Change 546995 merged by Arturo Borrero Gonzalez:
[operations/puppet@production] toolforge: k8s: introduce switch for etcd role

https://gerrit.wikimedia.org/r/546995

Mentioned in SAL (#wikimedia-cloud) [2019-10-31T13:59:31Z] <arturo> update puppet prefix tools-k8s-etcd- to use the role::wmcs::toolforge::k8s::etcd T236826

Mentioned in SAL (#wikimedia-cloud) [2019-11-05T13:55:28Z] <arturo> created 3 new VMs: tools-k8s-etcd-[4,5,6] T236826

aborrero updated the task description. (Show Details)Tue, Nov 5, 3:41 PM

Mentioned in SAL (#wikimedia-cloud) [2019-11-06T13:43:16Z] <arturo> created tools-k8s-control puppet prefix T236826

Mentioned in SAL (#wikimedia-cloud) [2019-11-06T13:50:56Z] <arturo> created 3 VMs`tools-k8s-control-[1,2,3]` (T236826)

Mentioned in SAL (#wikimedia-cloud) [2019-11-06T13:51:32Z] <arturo> created FQDN k8s.tools.eqiad1.wikimedia.cloud pointing to tools-k8s-control-1 for the initial bootstrap (T236826)
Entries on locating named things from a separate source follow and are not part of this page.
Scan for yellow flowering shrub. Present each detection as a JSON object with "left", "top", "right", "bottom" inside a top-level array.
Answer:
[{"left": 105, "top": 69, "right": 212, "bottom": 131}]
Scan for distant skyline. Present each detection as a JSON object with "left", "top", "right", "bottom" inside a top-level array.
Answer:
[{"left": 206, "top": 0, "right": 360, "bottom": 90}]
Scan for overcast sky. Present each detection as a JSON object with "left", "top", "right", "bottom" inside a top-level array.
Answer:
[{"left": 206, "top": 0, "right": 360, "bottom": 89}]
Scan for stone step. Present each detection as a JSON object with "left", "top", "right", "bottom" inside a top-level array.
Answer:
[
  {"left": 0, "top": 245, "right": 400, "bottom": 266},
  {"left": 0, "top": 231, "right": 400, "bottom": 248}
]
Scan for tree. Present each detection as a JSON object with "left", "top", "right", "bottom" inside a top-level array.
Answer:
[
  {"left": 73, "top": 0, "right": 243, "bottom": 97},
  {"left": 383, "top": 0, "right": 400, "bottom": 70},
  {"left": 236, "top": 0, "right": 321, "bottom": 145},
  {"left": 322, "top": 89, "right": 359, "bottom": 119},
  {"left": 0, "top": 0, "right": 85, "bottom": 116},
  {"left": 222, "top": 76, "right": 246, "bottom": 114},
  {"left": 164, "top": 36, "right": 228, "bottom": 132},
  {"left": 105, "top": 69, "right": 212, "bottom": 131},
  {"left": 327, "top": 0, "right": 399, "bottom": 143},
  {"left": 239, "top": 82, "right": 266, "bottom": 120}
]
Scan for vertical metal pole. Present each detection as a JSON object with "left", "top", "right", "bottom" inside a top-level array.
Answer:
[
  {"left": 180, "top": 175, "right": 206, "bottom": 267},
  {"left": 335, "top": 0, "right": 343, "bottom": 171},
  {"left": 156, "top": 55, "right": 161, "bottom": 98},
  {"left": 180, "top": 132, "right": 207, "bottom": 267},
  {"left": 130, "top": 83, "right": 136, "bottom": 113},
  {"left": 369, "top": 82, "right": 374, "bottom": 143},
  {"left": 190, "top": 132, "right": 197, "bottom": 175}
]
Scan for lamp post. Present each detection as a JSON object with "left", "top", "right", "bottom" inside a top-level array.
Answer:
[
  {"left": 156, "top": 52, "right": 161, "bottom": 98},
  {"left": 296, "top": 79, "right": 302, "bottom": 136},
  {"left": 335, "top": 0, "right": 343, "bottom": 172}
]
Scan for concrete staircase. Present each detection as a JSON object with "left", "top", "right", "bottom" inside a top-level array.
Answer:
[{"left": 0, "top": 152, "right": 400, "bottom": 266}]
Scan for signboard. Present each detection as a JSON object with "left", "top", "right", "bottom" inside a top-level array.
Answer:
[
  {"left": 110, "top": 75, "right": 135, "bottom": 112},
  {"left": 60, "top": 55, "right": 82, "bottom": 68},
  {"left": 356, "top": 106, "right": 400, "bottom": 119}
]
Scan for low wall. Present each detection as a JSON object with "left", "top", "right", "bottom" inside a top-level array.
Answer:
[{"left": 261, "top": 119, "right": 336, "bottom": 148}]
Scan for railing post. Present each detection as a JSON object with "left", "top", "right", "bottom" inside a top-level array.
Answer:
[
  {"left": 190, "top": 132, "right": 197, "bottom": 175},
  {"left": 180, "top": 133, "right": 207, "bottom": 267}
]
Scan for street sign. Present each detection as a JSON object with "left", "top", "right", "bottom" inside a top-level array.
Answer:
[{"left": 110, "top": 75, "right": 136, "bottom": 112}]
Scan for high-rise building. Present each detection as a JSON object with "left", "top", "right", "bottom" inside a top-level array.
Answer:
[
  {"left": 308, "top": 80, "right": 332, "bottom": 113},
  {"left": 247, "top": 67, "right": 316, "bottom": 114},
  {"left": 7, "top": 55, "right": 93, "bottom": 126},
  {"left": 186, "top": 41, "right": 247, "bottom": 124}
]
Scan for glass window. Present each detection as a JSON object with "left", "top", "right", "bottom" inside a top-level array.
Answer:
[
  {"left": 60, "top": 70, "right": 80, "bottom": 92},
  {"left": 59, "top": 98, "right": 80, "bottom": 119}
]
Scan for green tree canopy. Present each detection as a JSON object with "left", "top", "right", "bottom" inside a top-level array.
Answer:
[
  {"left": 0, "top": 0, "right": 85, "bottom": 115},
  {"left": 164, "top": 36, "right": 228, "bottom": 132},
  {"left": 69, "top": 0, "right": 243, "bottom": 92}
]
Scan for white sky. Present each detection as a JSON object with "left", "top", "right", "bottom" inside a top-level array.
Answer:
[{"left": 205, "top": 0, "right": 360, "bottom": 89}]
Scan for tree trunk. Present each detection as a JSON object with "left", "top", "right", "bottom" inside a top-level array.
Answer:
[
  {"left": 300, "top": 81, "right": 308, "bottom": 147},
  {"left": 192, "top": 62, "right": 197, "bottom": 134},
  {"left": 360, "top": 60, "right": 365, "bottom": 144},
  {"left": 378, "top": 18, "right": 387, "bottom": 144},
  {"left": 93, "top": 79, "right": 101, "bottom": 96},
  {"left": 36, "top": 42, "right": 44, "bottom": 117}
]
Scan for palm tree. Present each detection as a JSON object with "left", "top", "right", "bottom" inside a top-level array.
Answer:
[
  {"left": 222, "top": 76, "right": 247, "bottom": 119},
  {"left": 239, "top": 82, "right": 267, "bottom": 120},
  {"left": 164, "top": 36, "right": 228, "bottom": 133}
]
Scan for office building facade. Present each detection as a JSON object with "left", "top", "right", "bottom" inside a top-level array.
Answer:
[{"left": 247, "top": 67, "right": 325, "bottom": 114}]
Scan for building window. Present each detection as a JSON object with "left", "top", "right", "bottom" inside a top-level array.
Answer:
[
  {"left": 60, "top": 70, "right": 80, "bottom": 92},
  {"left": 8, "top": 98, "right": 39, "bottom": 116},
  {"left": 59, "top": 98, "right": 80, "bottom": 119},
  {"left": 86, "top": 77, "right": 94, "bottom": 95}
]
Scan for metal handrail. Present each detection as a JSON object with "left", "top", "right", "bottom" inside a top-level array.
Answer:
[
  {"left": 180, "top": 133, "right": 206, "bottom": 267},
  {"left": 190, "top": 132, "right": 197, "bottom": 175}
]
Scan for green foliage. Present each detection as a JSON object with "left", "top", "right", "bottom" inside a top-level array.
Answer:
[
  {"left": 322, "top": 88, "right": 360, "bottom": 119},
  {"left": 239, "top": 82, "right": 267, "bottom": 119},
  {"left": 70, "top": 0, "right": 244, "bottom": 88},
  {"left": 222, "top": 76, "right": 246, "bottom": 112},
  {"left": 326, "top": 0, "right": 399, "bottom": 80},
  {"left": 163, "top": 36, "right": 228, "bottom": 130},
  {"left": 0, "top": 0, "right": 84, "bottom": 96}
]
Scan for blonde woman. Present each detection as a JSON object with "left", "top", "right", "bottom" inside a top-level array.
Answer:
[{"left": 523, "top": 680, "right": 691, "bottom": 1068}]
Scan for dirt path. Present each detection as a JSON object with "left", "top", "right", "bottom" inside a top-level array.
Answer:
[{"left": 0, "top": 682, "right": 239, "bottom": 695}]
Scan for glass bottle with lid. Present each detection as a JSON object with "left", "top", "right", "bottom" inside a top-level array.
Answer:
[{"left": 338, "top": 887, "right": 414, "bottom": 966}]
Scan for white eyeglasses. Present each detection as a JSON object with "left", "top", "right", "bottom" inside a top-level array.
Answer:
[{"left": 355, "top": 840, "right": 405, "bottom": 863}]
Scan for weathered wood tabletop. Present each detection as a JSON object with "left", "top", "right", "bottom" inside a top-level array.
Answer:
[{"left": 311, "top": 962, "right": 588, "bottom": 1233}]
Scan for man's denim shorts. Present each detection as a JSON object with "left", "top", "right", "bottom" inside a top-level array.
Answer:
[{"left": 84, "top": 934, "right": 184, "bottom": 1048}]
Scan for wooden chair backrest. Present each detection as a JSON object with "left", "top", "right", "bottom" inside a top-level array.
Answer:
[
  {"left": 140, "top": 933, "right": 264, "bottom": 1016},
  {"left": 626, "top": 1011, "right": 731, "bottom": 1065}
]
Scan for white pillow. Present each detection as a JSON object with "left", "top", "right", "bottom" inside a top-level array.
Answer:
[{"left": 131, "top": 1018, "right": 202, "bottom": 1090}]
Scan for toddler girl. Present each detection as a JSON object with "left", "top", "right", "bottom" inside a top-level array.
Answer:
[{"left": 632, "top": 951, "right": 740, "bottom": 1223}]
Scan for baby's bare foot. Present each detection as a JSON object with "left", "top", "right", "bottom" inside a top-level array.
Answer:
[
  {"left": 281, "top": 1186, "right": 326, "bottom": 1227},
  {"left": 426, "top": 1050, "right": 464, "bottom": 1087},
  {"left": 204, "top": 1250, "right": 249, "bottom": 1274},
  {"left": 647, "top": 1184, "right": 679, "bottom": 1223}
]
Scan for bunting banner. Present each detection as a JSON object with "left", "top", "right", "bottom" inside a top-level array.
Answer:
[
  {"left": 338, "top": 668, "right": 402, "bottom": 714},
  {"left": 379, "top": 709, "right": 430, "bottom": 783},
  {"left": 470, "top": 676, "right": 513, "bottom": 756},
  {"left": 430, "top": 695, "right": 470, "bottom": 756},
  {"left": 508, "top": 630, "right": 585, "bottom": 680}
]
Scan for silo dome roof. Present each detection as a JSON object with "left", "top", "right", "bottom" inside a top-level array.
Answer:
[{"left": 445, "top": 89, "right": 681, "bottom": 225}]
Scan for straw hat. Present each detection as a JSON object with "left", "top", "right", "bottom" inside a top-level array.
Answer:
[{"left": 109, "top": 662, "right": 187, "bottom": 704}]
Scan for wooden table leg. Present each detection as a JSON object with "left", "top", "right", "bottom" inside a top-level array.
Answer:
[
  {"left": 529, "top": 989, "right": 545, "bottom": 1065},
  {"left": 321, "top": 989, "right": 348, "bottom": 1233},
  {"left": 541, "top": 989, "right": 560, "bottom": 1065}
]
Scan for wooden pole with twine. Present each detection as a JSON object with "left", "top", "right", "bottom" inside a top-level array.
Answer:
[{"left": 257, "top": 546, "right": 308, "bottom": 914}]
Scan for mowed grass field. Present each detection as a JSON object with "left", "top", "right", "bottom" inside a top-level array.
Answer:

Note for later, investigate if this is important for us:

root@tools-k8s-control-1:~# kubeadm init --config /etc/kubernetes/kubeadm-init.yaml --upload-certs
[init] Using Kubernetes version: v1.15.1
[preflight] Running pre-flight checks
	[WARNING SystemVerification]: this Docker version is not on the list of validated versions: 19.03.4. Latest validated version: 18.09
[...]

cc @Bstorm

Mentioned in SAL (#wikimedia-cloud) [2019-11-06T16:10:36Z] <arturo> new k8s cluster control nodes are bootstrapped (T236826)

Mentioned in SAL (#wikimedia-cloud) [2019-11-07T11:43:08Z] <arturo> create puppet prefix tools-k8s-haproxy T236826

Mentioned in SAL (#wikimedia-cloud) [2019-11-07T11:43:25Z] <arturo> create VMs tools-k8s-haproxy-[1,2] T236826

Mentioned in SAL (#wikimedia-cloud) [2019-11-07T11:54:10Z] <arturo> point k8s.tools.eqiad1.wikimedia.cloud to tools-k8s-haproxy-1 T236826

I increased project quotas to be able to continue with this task T237633: Request increased quota for tools Cloud VPS project

Mentioned in SAL (#wikimedia-cloud) [2019-11-07T13:01:02Z] <arturo> creating puppet prefix tools-k8s-worker and a couple of VMs tools-k8s-worker-[1,2] T236826

Mentioned in SAL (#wikimedia-cloud) [2019-11-07T13:27:16Z] <arturo> deployed registry-admission-webhook and ingress-admission-controller into the new k8s cluster (T236826)

The initial build has been completed: 2 haproxy nodes, 3 control nodes, 2 worker nodes, 3 etcd nodes.